Arzach-Bergkarabach: Die Enklave gibt es nicht mehr

Die Blaupause für weitere Vertreibungen in der Ukraine und in Gaza

Der katalanische Politikwissenschaftler Abel Riu warnt, der Fall Arzach hat weitreichende "Nebenwirkungen". Foto: David Fornies, Ciemen/Nationalia

Der katalanische Politikwissenschaftler Abel Riu warnt, der Fall Arzach hat weitreichende "Nebenwirkungen". Foto: David Fornies, Ciemen/Nationalia

Von Wolfgang Mayr

 

Die Republik Arzach ist Geschichte. Im September 2023 vertrieb die aserbaidschanische Armee die armenische Bevölkerung aus dieser Region. Diese hofft kaum mehr auf eine Rückkehr in die verlorene Heimat. Die katalanische NGO Ciemen befasste sich auf einer Tagung mit Arzach und warnte eindringlich vor dem „Modell“ Arzach für die Ukraine und für Gaza.

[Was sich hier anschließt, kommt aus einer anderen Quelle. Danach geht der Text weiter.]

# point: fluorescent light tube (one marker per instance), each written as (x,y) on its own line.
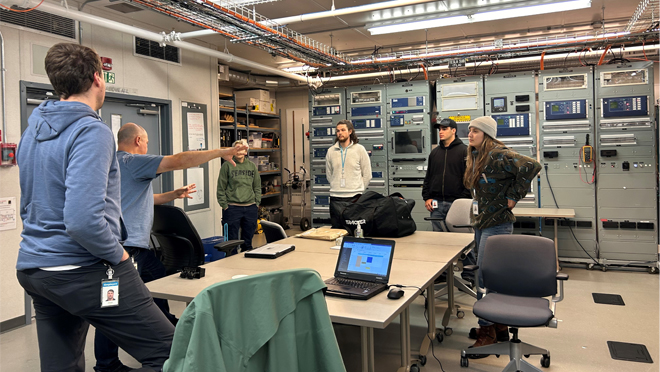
(420,25)
(531,10)
(480,17)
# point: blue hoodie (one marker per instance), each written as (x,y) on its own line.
(70,188)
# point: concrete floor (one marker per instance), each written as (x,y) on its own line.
(578,344)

Auf das „Verschwinden“ der Armenier aus Karabach folgt ein weiterer Prozess – die Beseitigung ihrer Spuren. Laut dem Politikwissenschaftler Abel Riu wurden viele Dörfer vollständig zerstört. Zum Beispiel „Karin Tak“, ein Dorf mit 600 Einwohnern, von dem nichts mehr übrig ist.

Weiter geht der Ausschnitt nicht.